I agree SCHED_IDLE means do not preempt SCHED_NORMAL and SCHED_BATCH
but not do run at a random frequency

>
> [...]
>
> >>>>> @@ -4766,11 +4738,8 @@ static inline void update_load_avg(struct cfs_rq *cfs_rq, struct sched_entity *s
> >>>>> */
> >>>>> detach_entity_load_avg(cfs_rq, se);
> >>>>> update_tg_load_avg(cfs_rq);
> >>>>> - } else if (decayed) {
> >>>>> - cfs_rq_util_change(cfs_rq, 0);
> >>>>> -
> >>>>> - if (flags & UPDATE_TG)
> >>>>> - update_tg_load_avg(cfs_rq);
> >>>>> + } else if (cfs_rq->decayed && (flags & UPDATE_TG)) {
> >>>>> + update_tg_load_avg(cfs_rq);
> >>>>> }
> >>>>> }
> >>>>
> >>>> You set cfs_rq->decayed for each taskgroup level but you only reset it
> >>>> for the root cfs_rq in __update_cpufreq_ctx_switch() and task_tick_fair()?
> >>>
> >>> Yes. We only care about using it for root level. Tracking the information at
> >>> cfs_rq level is the most natural way to do it as this is what update_load_avg()
> >>> is acting on.
> >>
> >> But IMHO this creates an issue with those non-root cfs_rq's within
> >
> > I am not seeing the issue, could you expand on what is it?
>
> I tried to explained it in the 4 lines below. With a local 'decayed'
> update_cfs_rq_load_avg() and propagate_entity_load_avg() set it every
> time update_load_avg() gets called. And this then determines whether
> update_tg_load_avg() is called on this cfs_rq later in update_load_avg().
>
> The new code:
>
> cfs_rq->decayed |= update_cfs_rq_load_avg() (*)
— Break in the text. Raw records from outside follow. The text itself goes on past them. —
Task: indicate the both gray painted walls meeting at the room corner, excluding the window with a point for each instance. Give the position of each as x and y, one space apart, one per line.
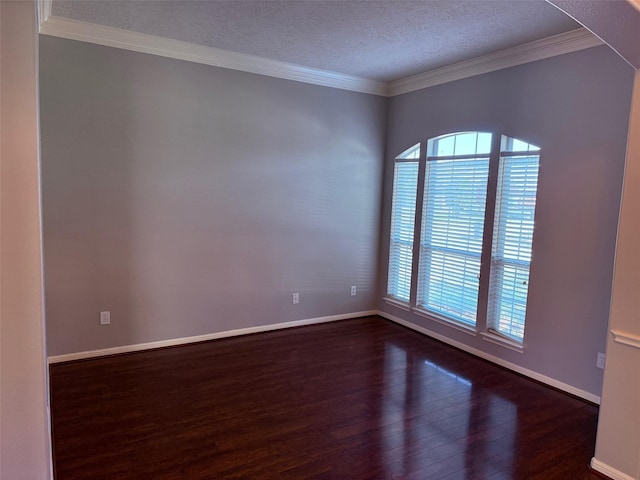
190 200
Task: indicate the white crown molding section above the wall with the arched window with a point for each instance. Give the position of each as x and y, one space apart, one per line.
568 42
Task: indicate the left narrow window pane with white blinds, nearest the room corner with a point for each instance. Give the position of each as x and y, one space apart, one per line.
403 213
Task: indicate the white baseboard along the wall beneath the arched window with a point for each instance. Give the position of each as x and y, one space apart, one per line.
499 361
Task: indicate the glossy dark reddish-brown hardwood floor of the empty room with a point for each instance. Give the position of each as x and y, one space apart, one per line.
356 399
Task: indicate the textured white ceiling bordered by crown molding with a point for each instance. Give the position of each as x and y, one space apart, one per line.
377 39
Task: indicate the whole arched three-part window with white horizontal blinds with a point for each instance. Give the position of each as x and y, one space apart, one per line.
450 233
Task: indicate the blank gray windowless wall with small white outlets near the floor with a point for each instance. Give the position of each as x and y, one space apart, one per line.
190 200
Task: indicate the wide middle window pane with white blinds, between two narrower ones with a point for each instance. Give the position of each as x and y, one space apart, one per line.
454 200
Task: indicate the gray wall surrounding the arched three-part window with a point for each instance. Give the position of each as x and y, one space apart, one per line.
576 107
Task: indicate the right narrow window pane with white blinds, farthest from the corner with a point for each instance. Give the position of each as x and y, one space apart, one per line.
512 238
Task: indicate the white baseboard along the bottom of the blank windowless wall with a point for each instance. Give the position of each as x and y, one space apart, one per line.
201 338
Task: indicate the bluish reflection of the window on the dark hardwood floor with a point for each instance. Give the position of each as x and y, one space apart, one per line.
441 423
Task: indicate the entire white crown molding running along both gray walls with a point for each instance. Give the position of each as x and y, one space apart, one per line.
139 42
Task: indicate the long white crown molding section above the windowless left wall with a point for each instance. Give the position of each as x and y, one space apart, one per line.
164 47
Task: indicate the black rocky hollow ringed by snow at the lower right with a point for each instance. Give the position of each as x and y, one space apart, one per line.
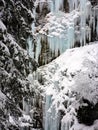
87 114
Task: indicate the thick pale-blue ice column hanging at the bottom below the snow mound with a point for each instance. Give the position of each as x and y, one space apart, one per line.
52 118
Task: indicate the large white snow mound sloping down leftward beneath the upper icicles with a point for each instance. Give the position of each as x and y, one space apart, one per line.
76 69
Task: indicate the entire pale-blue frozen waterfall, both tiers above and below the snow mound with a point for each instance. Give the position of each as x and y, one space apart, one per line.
60 30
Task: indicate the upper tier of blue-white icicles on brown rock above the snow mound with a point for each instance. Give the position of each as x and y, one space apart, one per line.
62 29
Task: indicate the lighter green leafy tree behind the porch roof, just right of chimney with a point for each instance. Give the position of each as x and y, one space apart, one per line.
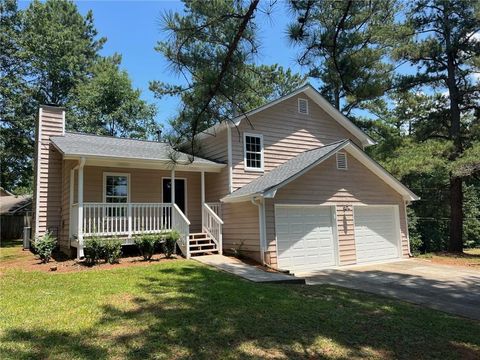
107 104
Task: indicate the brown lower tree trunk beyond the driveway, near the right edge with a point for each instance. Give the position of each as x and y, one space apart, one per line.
456 215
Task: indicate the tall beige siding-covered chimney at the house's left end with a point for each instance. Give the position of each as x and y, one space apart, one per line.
47 195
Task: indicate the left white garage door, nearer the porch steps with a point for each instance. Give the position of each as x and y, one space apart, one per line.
305 238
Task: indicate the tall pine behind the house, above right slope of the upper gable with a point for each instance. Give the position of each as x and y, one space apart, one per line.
345 44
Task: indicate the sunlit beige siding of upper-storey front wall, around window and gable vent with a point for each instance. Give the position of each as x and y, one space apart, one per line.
286 133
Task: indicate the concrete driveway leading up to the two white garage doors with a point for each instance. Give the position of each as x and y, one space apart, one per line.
451 289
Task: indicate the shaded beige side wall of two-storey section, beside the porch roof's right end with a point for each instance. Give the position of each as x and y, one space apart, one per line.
214 147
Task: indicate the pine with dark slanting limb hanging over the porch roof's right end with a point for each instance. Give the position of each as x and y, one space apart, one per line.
212 47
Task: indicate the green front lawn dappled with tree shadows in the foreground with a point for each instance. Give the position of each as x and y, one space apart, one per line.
181 309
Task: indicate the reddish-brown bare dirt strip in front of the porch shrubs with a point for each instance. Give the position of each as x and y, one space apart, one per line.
17 258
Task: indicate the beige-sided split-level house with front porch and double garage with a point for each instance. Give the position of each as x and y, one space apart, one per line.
287 184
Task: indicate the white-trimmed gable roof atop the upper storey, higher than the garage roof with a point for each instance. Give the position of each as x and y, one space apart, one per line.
313 93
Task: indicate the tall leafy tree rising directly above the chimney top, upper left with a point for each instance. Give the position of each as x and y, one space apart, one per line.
60 45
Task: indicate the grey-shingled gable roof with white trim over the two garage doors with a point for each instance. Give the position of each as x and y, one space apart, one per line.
267 185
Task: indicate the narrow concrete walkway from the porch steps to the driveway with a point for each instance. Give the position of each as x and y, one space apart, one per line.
246 271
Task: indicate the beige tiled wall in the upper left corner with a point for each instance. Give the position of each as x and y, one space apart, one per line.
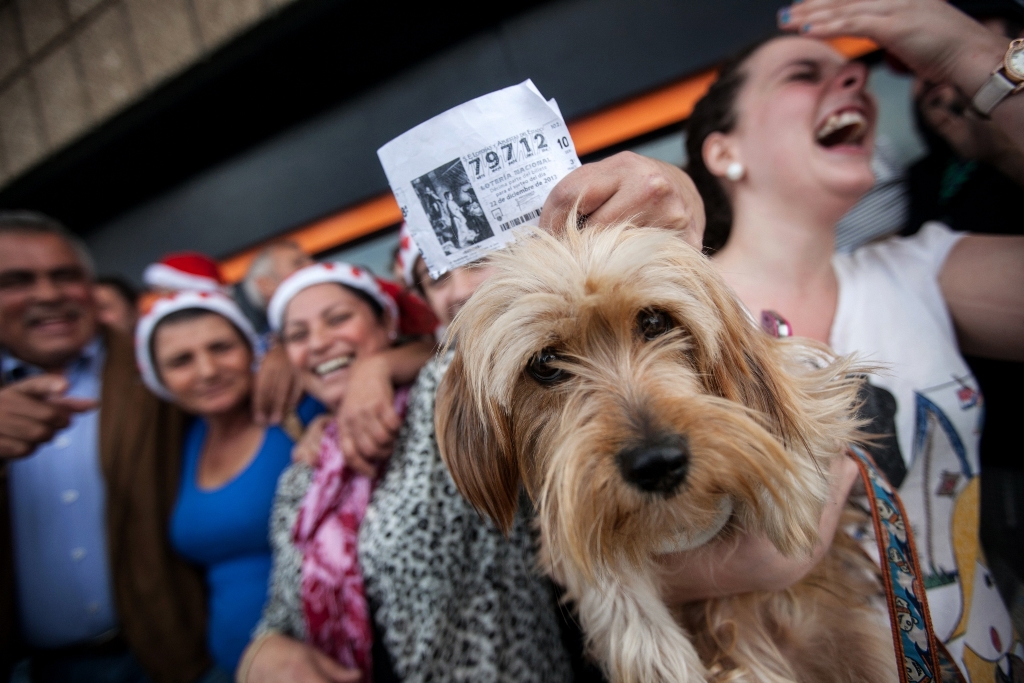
68 65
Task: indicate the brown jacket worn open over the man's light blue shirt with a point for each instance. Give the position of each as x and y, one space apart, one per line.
160 600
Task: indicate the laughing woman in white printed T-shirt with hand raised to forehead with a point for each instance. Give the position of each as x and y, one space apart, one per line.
781 149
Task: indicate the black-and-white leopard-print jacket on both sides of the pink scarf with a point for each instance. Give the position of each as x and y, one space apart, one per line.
455 601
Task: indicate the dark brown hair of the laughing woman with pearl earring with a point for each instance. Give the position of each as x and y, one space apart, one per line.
716 113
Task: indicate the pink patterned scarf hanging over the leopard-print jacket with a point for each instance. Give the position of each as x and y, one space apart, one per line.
327 534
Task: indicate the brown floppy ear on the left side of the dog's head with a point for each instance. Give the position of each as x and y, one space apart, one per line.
478 449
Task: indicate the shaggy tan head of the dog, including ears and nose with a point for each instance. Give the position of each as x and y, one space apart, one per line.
613 373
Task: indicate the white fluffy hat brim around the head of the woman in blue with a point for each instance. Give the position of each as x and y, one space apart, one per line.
212 302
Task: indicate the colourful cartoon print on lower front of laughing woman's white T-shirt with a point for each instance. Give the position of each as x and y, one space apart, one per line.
943 494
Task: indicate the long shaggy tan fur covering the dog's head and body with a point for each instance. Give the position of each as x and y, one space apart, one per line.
760 420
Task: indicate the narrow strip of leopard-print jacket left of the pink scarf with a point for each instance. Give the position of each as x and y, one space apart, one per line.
283 612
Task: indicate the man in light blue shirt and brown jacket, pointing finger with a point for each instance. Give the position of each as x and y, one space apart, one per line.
89 471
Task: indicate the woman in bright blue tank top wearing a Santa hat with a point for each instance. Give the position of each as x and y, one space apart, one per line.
197 351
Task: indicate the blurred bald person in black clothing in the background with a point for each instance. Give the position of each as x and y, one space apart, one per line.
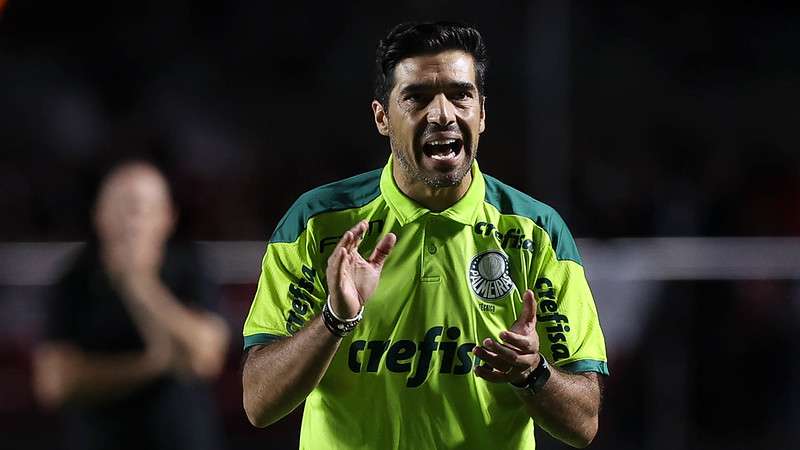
132 339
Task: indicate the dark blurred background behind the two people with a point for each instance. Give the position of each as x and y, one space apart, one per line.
633 121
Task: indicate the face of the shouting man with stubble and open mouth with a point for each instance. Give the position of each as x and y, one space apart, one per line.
434 117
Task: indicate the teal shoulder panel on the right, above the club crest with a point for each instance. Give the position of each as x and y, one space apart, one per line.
508 200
> cfs_rq->decayed |= propagate_entity_load_avg()
>
> will not reset 'cfs_rq->decayed' for non-root cfs_rq's.
>
> (*) You changed this in v3 from:
>
> cfs_rq->decayed = update_cfs_rq_load_avg()
>
>
> >> update_load_avg() itself. They will stay decayed after cfs_rq->decayed
> >> has been set to 1 once and will never be reset to 0. So with UPDATE_TG
> >> update_tg_load_avg() will then always be called on those non-root
> >> cfs_rq's all the time.
> >
> > We could add a check to update only the root cfs_rq. But what do we gain? Or
> > IOW, what is the harm of unconditionally updating cfs_rq->decayed given that we
> > only care about the root cfs_rq? I see more if conditions and branches which
> > I am trying to avoid.
>
> Yes, keep 'decayed' local and add a:
>
> if (cfs_rq == &rq_of(cfs_rq)->cfs)
> cfs_rq->decayed = decayed
>
>
>
>
>